Ramzan Sugar Mills
- Founded: 1992
- Headquarters: Chiniot, Jhang District, Punjab, Pakistan
- Products: Sugar
- Parent: Sharif Group of Companies
- Website: sharifgroup.com.pk

= Ramzan Sugar Mills =

Pakistani sugar mill company

Ramzan Sugar Mills (رمضان شوگر ملز) is a Pakistani sugar mill company. It was established by Pakistani businessman Mian Muhammad Sharif in 1992. It is part of the Sharif Group of Companies.

In February 2011, CarboUA tested the plant of Ramzan Sugar Mills and conducted the successful result in March 2011.

== Power project ==
In September 2012, National Electric Power Regulatory Authority (NEPRA) signed on a Co-Generation Power Project agreement with the mill to produce electricity, using industrial waste bagasse of sugarcane, with the capacity of 100 megawatt under the name of Ramzan Energy Ltd.

== Criticism ==

=== NAB Proceedings ===
In 2018, the National Accountability Bureau (NAB) initiated proceedings against then Chief Minister Shehbaz Sharif and his son, Hamza Shahbaz, on allegations that they had inflicted a loss of Rs 213 million to the public exchequer through misuse of authority. They stated that Shehbaz Sharif directed the construction of a drain in Chiniot district for the principal benefit of Ramzan Sugar Mills using public funds.

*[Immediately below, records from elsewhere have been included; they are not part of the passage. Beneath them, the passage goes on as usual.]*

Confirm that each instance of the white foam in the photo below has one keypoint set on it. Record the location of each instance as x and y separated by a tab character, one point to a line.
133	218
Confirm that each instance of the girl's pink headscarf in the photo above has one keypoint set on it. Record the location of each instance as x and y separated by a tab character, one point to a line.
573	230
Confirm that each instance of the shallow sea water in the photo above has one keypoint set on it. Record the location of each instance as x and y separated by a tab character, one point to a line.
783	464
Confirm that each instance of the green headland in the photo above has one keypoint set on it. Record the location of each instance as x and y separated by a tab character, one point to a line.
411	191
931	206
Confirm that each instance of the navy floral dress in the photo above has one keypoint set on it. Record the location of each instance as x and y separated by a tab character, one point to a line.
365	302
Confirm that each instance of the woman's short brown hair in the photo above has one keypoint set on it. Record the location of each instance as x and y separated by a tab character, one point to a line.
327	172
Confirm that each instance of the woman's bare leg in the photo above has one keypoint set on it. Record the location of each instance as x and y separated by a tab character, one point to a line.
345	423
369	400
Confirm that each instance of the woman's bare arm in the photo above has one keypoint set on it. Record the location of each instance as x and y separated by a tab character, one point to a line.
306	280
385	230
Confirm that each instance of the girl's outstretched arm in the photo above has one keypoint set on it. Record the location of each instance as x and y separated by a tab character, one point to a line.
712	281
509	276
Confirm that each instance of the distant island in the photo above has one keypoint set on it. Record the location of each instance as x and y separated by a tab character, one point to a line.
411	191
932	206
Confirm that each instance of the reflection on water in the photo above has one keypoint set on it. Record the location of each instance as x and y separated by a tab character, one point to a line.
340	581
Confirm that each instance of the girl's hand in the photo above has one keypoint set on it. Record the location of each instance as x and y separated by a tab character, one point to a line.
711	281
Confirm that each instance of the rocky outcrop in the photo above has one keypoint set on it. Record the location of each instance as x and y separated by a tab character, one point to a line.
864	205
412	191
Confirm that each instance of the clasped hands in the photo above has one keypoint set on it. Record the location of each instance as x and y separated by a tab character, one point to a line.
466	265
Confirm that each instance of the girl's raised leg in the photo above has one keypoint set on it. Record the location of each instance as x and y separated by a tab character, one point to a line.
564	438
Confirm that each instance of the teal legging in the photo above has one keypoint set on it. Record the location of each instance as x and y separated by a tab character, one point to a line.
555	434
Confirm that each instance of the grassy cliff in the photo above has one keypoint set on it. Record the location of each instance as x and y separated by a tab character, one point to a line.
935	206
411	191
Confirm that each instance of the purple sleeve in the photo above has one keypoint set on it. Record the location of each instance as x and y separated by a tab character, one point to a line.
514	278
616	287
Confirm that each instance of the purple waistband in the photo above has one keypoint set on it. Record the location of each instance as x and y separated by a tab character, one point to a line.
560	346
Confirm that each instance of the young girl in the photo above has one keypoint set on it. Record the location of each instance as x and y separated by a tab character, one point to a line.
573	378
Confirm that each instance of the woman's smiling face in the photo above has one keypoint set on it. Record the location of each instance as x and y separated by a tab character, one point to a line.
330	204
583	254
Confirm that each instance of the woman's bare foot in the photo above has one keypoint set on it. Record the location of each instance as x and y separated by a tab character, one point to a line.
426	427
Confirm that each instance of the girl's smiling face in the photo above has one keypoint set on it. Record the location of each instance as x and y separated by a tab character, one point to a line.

On October 17, 2024, under Shehbaz Sharif's tenure as the Prime Minister, amendments to the National Accountability Ordinance, 1999 modified NAB's jurisdiction so that the case could no longer be tried by the bureau. The revised law restricted NAB from pursuing cases involving sums below Rs 500 million, while the amount in question in the Ramzan Sugar Mills reference was lower than that threshold.

On February 6, 2025, the anti-corruption court, having reserved its ruling earlier, approved the acquittal applications submitted by Prime Minister Shehbaz Sharif and Hamza Shahbaz.

=== Bridge Construction ===
After the 2014 floods hit Jhang District, politician Imran Khan criticized the mill and an under-construction bridge in Bhawana, claiming in a speech that Sharif group were only constructing the bridge to save their mill not the people. He also claimed that the mill had only paid the farmers 70 percent of the offered price for sugarcane, and that too after one year.